Monsieur le Président,
Conformément à l’article 80 du Règlement de la Chambre des Députés, nous vous prions de bien vouloir transmettre la question parlementaire suivante à Madame la ministre de la Mobilité et des Travaux publics et à Monsieur le ministre du Travail.
Le 5 mars 2026, la Cour de justice de l’Union européenne (CJUE) a rendu un arrêt en matière de marchés publics (affaire C-210/24). Elle y confirme que les pouvoirs adjudicateurs peuvent, lorsqu’ils attribuent un marché public, favoriser les entreprises qui s’engagent à verser à leur personnel des salaires supérieurs à ceux prévus par la convention collective sectorielle applicable. Un tel critère d’attribution est non seulement compatible avec la directive européenne sur les marchés publics, mais ne porte pas non plus atteinte au droit à la négociation collective garanti par la Charte des droits fondamentaux de l’Union européenne. Bien au contraire, la Cour souligne qu’il contribue à promouvoir le dialogue entre partenaires sociaux.

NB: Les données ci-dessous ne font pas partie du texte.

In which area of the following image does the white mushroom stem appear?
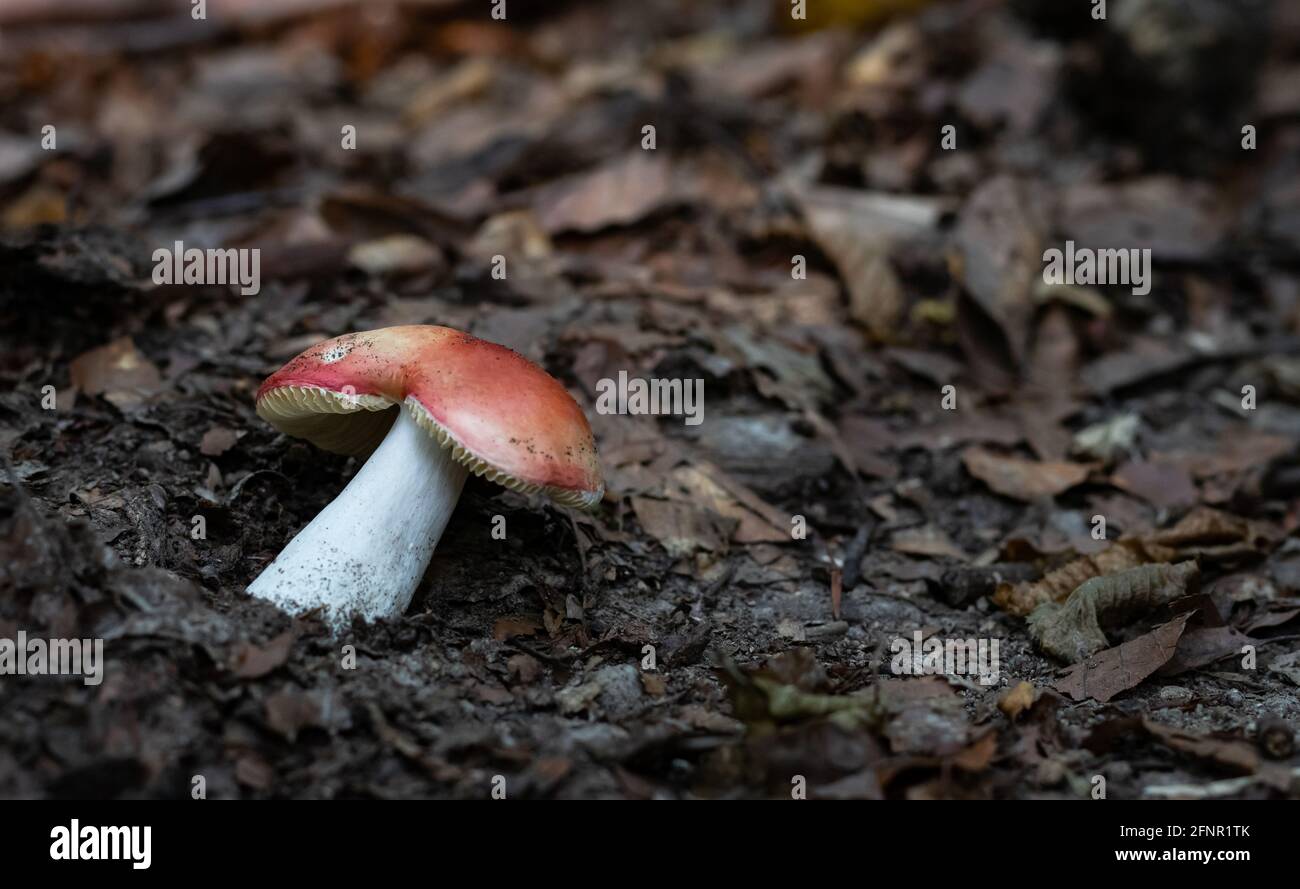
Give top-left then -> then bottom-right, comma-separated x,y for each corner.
248,407 -> 468,629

Cet arrêt a une importance particulière dans le contexte de la transposition de la directive (UE) 2022/2041 relative aux salaires minimaux adéquats. Son article 4 oblige les États membres dont le taux de couverture par conventions collectives est inférieur à 80 % à adopter un plan d’action pour promouvoir la négociation collective. Or, le Luxembourg se trouve précisément dans cette situation, avec un taux de couverture qui reste inférieur à ce seuil. Des mesures structurelles s’imposent donc pour étendre cette couverture — et l’arrêt de la CJUE montre que la commande publique constitue l’un des leviers disponibles pour y parvenir.
Dans ce contexte, nous voudrions poser les questions suivantes Madame et Monsieur les Ministres :
- Madame la Ministre a-t-elle pris connaissance de l’arrêt CJUE C-210/24 et évalué ses implications pour le droit luxembourgeois des marchés publics, notamment au regard de la loi du 8 avril 2018 ?
- Madame la Ministre entend-elle modifier cette loi, ou les cahiers des charges-types pour les marchés publics de l’État et des communes, afin de permettre explicitement aux pouvoirs adjudicateurs de prendre en compte, comme critère d’attribution, l’engagement d’une entreprise à appliquer des conditions salariales supérieures aux minima conventionnels ?
- Dans le cadre de la transposition de la directive 2022/2041, Monsieur le ministre du Travail envisage-t-il de se servir de la commande publique comme outil de promotion de la négociation collective, en s’appuyant sur les clarifications apportées par cet arrêt ?
Veuillez croire, Monsieur le Président, à l’expression de nos sentiments respectueux.